Switch was among the earliest data center companies to commit to support its data centers with 100 percent renewable energy, partnering on a massive solar energy project and large-scale energy storage technology from Tesla. Switch has also been distinctive for its focus on diversity, with women representing more than half of its leadership team.
Those qualities made it attractive to investors like IFM, an infrastructure investor owned by a group of Australian pension funds that manages $136 billion in assets.
"Switch’s excellence in data center design and operations, along with its industry leadership in sustainability, makes the company an ideal fit for IFM Investors as we seek to deliver returns to our investors and maximize the retirement savings of the millions of working people they represent.” said Kyle Mangini, Global Head of Infrastructure at IFM Investors.
A History of Scaling Data Center Platforms
As it pursues a strategy of converged digital infrastructure spanning multiple companies, DigitalBridge is notable for its ability to quickly deploy capital and capacity. That can be seen in the rapid growth for its two data center platforms, DataBank and Vantage Data Centers, which has been driven by a combination of organic development and acquisitions.
- Since becoming part of DigitalBridge in 2016, Vantage has been boosted by billions of dollars in investment, enabling it to both build and buy data centers. After unveiling a $2 billion entry into Europe in 2020, the company has entered the Asia-Pacific and African markets in 2021. Vantage has acquired 4Degrees Colocation (Canada), Etix Everywhere (Europe), Next Generation Data (Wales), Hypertec (Canada) and Agile Data Centers (Asia).
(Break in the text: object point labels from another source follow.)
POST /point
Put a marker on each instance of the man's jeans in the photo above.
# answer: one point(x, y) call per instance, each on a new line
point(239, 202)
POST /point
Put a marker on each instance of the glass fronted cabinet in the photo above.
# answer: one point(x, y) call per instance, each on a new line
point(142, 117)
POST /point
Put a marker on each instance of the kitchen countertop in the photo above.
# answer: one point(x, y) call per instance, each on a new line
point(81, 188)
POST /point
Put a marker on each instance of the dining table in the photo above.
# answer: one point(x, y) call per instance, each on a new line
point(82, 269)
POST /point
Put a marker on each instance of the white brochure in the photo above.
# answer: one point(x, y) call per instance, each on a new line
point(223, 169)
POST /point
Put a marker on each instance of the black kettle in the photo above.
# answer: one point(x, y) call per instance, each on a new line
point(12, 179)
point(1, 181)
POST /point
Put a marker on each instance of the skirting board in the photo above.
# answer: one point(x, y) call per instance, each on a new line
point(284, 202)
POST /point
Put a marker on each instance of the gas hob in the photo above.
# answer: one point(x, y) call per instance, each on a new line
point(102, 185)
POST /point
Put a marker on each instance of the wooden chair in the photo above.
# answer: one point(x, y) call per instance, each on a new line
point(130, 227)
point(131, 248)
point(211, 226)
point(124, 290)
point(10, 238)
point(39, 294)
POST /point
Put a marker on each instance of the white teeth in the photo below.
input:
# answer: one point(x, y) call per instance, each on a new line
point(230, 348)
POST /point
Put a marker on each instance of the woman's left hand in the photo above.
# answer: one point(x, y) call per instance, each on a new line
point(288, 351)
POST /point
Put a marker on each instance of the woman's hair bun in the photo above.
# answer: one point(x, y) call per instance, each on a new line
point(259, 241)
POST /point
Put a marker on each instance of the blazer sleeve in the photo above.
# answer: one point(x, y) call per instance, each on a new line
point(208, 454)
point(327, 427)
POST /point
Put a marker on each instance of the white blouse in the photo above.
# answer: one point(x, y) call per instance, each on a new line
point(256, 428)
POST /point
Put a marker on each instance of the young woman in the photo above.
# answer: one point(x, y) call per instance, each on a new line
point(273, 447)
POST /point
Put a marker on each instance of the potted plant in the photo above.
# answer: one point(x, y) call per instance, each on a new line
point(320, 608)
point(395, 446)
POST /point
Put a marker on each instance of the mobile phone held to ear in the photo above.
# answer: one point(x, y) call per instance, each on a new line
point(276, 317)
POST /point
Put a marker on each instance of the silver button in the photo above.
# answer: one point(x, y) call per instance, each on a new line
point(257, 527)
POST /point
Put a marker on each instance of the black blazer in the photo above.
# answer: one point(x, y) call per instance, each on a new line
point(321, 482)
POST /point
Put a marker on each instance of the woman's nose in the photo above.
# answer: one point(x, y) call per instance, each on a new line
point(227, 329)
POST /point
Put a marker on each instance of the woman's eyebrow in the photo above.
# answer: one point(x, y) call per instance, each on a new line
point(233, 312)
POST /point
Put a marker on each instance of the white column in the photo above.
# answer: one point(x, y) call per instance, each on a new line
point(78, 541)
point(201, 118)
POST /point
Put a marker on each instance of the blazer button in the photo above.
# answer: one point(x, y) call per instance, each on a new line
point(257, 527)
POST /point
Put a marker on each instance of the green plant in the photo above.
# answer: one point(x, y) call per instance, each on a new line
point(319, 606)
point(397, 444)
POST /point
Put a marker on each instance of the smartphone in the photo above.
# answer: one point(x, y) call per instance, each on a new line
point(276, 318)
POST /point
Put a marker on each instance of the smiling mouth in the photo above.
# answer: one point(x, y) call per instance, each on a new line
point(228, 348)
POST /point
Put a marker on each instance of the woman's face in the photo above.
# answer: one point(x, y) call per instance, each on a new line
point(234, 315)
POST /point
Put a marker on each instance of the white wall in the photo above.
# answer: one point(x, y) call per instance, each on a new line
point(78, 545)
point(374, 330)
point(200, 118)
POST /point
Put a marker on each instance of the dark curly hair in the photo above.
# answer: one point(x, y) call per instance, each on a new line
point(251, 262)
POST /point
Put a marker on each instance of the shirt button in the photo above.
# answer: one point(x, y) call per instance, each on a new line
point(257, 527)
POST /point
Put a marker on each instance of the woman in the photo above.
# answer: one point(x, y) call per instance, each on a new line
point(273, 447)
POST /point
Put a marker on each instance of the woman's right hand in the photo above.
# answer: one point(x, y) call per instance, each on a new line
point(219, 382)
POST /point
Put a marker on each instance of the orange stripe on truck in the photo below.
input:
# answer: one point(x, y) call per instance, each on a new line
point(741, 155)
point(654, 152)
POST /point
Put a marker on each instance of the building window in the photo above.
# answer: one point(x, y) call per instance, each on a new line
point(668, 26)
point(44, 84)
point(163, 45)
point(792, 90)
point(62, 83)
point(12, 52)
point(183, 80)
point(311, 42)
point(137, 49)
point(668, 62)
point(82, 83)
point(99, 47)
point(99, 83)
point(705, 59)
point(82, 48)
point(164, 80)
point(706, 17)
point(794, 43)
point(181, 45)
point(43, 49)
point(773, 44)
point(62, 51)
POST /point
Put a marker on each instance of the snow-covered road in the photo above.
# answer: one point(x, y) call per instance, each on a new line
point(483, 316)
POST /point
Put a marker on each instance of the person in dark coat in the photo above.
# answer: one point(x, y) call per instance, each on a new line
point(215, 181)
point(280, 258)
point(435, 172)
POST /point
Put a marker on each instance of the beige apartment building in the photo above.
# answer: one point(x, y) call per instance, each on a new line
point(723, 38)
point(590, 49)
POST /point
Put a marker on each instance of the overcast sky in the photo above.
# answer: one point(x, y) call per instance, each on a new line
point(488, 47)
- DataBank, which targets the colocation and edge computing markets, is adding capacity at existing campuses in key U.S. markets, launching 10 data center expansion projects in 2021. DataBank has also grown through acquisition, folding in the operations of C7 Data Centers (Salt Lake City), zColo and EdgePresence and a portfolio from CyrusOne.
Switch operates one of the largest cloud campuses in the world at its Las Vegas CORE Campus, where founder Rob Roy introduced pioneering concepts in high-density cooling and aisle containment, as well as custom multi-mode cooling systems. The company has added four more purpose-built campuses – the Citadel Campus in Reno, the Pyramid Campus in Grand Rapids, Michigan, the Keep Campus in Atlanta, and the Rock Campus in Austin, which includes assets acquired from Data Foundry and a new facility adjacent to the Dell headquarters.
Switch has been a pioneer in data center design, sustainability and diversity. The company initiated the shift to larger data center designs with its SUPERNAP concept, which expressed Roy’s vision of a new approach to high-density data center design.
One interesting note in Monday's announcement was Mauck's reference to international expansion for Switch. The company's primary data centers are all in the U.S., although Switch worked with partners on Supernap-branded data centers in Italy and Thailand. Markets in Europe and Asia are experiencing strong data center growth, and the Vantage example suggests DigitalBridge has the capability to execute globally.